O que disse a crítica 2: Eduardo Kaneco do site Leitura Fílmica também avaliou com 4,5 estrelas. Escreveu: "'Quando Voam as Cegonhas' impressiona pela sua estética e pela mensagem pacifista". Segundo ele "os planos são belíssimos" e "os sons de bombas e outros ruídos substituem a música". É "uma experiência visualmente deslumbrante que reforça os momentos dramáticos de sua bela estória".
O que eu achei: Produzido pela Mosfilm o longa é um marco do cinema soviético do pós-guerra e vencedor da Palma de Ouro no Festival de Cannes. Ambientado em 1941, no momento em que a Alemanha invade a URSS, o filme acompanha Boris (Aleksey Batalov), jovem que se alista no Exército Vermelho pouco antes do aniversário de sua namorada Veronika (Tatyana Samoylova). Disposto a lutar e retornar como herói, ele deixa para trás uma vida que será profundamente transformada pelos efeitos da guerra. Embora ainda dialogue com a tradição patriótica do período, exaltando coragem, bravura e a importância dos heróis, o filme surge poucos anos após a morte de Stalin, em 1953, e já revela um abrandamento do tom propagandístico. O drama humano ganha espaço central. A guerra não é apenas mostrada como cenário épico, mas como uma força devastadora que reverbera no cotidiano das famílias e, sobretudo, na trajetória de Veronika. É a partir dela que o filme constrói seu núcleo moral. Em uma das sequências mais impactantes, Veronika parece ser violentada pelo primo de Boris.
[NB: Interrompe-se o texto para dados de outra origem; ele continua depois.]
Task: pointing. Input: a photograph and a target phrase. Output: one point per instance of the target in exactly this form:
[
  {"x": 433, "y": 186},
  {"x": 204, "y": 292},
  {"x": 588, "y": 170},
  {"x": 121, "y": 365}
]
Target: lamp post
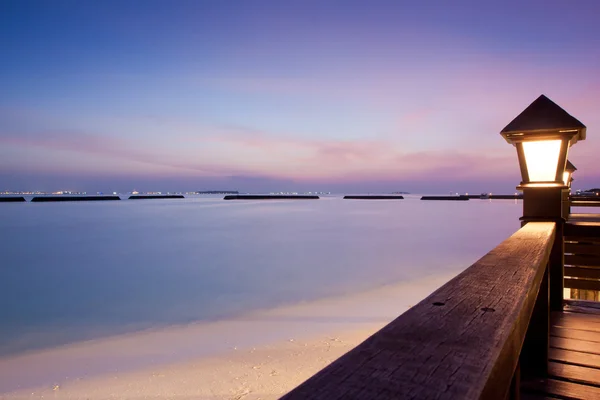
[
  {"x": 542, "y": 135},
  {"x": 568, "y": 175}
]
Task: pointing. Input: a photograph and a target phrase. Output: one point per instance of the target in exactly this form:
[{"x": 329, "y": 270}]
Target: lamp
[
  {"x": 543, "y": 134},
  {"x": 567, "y": 176}
]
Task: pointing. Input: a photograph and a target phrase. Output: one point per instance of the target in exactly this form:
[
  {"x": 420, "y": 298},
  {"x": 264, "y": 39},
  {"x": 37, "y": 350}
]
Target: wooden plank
[
  {"x": 582, "y": 249},
  {"x": 463, "y": 341},
  {"x": 575, "y": 334},
  {"x": 561, "y": 389},
  {"x": 582, "y": 229},
  {"x": 574, "y": 357},
  {"x": 582, "y": 272},
  {"x": 582, "y": 260},
  {"x": 582, "y": 346},
  {"x": 574, "y": 373},
  {"x": 585, "y": 284},
  {"x": 575, "y": 321}
]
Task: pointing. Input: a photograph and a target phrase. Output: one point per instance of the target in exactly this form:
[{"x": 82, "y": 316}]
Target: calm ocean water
[{"x": 76, "y": 271}]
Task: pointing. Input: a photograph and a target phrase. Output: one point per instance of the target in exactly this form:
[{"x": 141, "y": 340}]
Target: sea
[{"x": 75, "y": 271}]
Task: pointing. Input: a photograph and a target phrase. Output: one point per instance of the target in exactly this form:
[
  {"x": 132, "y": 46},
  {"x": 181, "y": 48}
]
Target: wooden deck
[{"x": 574, "y": 355}]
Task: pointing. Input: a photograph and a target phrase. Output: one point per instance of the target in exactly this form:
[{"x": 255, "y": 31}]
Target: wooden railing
[
  {"x": 582, "y": 256},
  {"x": 467, "y": 340}
]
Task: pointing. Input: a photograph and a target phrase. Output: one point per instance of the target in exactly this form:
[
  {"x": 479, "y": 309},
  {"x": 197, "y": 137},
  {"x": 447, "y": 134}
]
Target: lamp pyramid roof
[{"x": 544, "y": 114}]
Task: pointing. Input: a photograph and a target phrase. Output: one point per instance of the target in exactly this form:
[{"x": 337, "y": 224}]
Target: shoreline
[{"x": 228, "y": 359}]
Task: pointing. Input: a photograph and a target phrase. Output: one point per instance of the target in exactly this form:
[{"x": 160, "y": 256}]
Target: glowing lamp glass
[
  {"x": 542, "y": 159},
  {"x": 566, "y": 177}
]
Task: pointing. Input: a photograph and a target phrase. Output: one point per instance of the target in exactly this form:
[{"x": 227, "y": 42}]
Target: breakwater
[
  {"x": 374, "y": 197},
  {"x": 43, "y": 199},
  {"x": 270, "y": 197}
]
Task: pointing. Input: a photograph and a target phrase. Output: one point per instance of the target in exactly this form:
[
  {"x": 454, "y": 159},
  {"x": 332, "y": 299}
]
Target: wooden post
[
  {"x": 534, "y": 355},
  {"x": 544, "y": 204},
  {"x": 548, "y": 204}
]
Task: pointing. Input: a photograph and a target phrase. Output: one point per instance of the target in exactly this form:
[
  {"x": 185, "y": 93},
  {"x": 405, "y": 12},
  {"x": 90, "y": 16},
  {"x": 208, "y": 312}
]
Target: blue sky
[{"x": 271, "y": 95}]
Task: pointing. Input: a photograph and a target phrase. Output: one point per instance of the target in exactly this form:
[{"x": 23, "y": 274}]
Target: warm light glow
[
  {"x": 566, "y": 177},
  {"x": 542, "y": 159}
]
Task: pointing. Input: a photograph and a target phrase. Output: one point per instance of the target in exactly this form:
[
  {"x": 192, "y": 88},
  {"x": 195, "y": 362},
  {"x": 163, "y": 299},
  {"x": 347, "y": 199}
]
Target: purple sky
[{"x": 344, "y": 96}]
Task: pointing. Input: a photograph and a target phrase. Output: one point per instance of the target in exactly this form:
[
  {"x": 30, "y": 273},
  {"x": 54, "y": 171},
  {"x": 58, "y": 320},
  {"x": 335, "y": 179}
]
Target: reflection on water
[{"x": 72, "y": 271}]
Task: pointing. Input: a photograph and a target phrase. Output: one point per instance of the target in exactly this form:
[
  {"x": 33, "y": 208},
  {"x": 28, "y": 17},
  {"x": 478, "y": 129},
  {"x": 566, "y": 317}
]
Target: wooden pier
[
  {"x": 491, "y": 332},
  {"x": 503, "y": 328}
]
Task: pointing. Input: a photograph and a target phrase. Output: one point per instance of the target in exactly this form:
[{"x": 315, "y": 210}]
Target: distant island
[{"x": 218, "y": 192}]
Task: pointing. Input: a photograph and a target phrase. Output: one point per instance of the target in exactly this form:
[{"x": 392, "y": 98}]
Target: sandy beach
[{"x": 261, "y": 355}]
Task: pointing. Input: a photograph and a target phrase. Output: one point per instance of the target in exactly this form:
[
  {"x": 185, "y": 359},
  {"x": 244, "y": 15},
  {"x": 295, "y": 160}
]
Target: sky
[{"x": 260, "y": 96}]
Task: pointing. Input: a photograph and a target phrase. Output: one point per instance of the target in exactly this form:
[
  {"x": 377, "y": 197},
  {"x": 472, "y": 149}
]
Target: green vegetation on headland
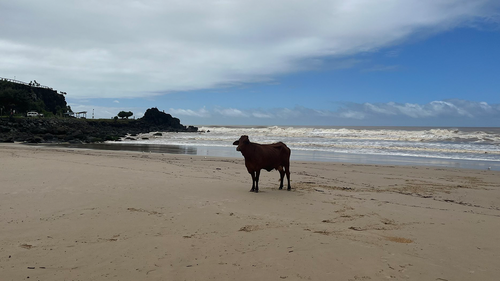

Carregando a vergonha e o peso do ocorrido, ela aceita casar-se com ele, mesmo consciente do sofrimento que isso pode causar ao namorado no front. Esse conflito íntimo amplia o debate sobre honra, culpa e sobrevivência emocional em tempos extremos. A célebre cena final simboliza uma espécie de libertação da personagem Veronika sugerindo um certo protagonismo feminino, algo impensável na década anterior. Há traços de melodrama, típicos do período, mas eles nunca ultrapassam o limite do aceitável. Com isso, o resultado é um filme forte, que equilibra contexto histórico e intensidade emocional. Atenção à fotografia de Sergey Urusevskiy. Boa parte da potência do filme se deve aos movimentos de câmera e às soluções expressivas que traduzem emoções de maneira singular. Boa pedida.